In [56]:
import findspark
findspark.init()
import pyspark
import json
sc = pyspark.SparkContext(appName="")
# from P4_bfs import bfs

In [182]:
## Import the character-comic pair.
source = sc.textFile('source.csv')

## For each comic (key), group the comic's characters into a list, then remove the comic key.
def split_raw(x):
    x1 = x.strip('"').split('","')
    if len(x1)==2:
        return (x1[1], x1[0])
source1 = source.map(split_raw).groupByKey().map(lambda x: list(x[1]))
## We are now left with lists of characters in each comic.
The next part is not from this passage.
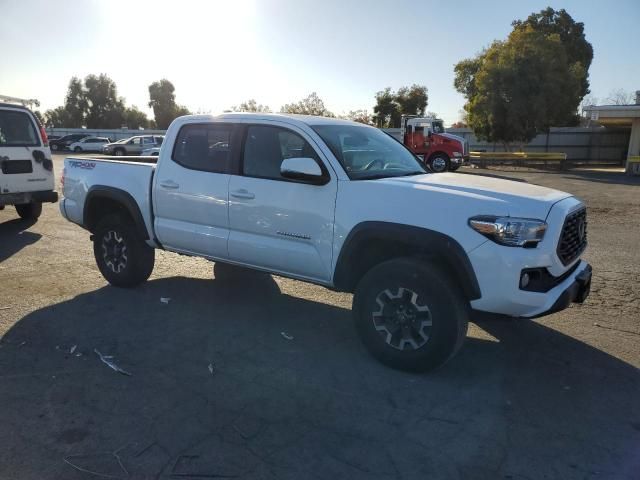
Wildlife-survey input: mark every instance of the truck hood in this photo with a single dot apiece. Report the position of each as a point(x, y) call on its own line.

## In each list of characters, use each character as the key to create a list of character's neighbors.
## Then combine different neighbor lists for each character.
def comic_to_neighbor(vlist):
    neighbor = []
    for i in range(len(vlist)):
        neighbor.append((vlist[i], vlist[:i] + vlist[i+1:]))
    return neighbor
source2 = source1.flatMap(comic_to_neighbor).reduceByKey(lambda x,y: list(set(x+y))).map(lambda x: (x[0], (1000, x[1]))).cache()
## Now we have (k, v) for k=character and v=neighbors.

In [191]:
def bfs(sourceRDD, root, step_limit = False):
    ## Set the root
    def set_root((node, (dist, neighbors))):
        if (node == root):
            return (node, (0, neighbors))
        else:
            return ((node, (dist, neighbors)))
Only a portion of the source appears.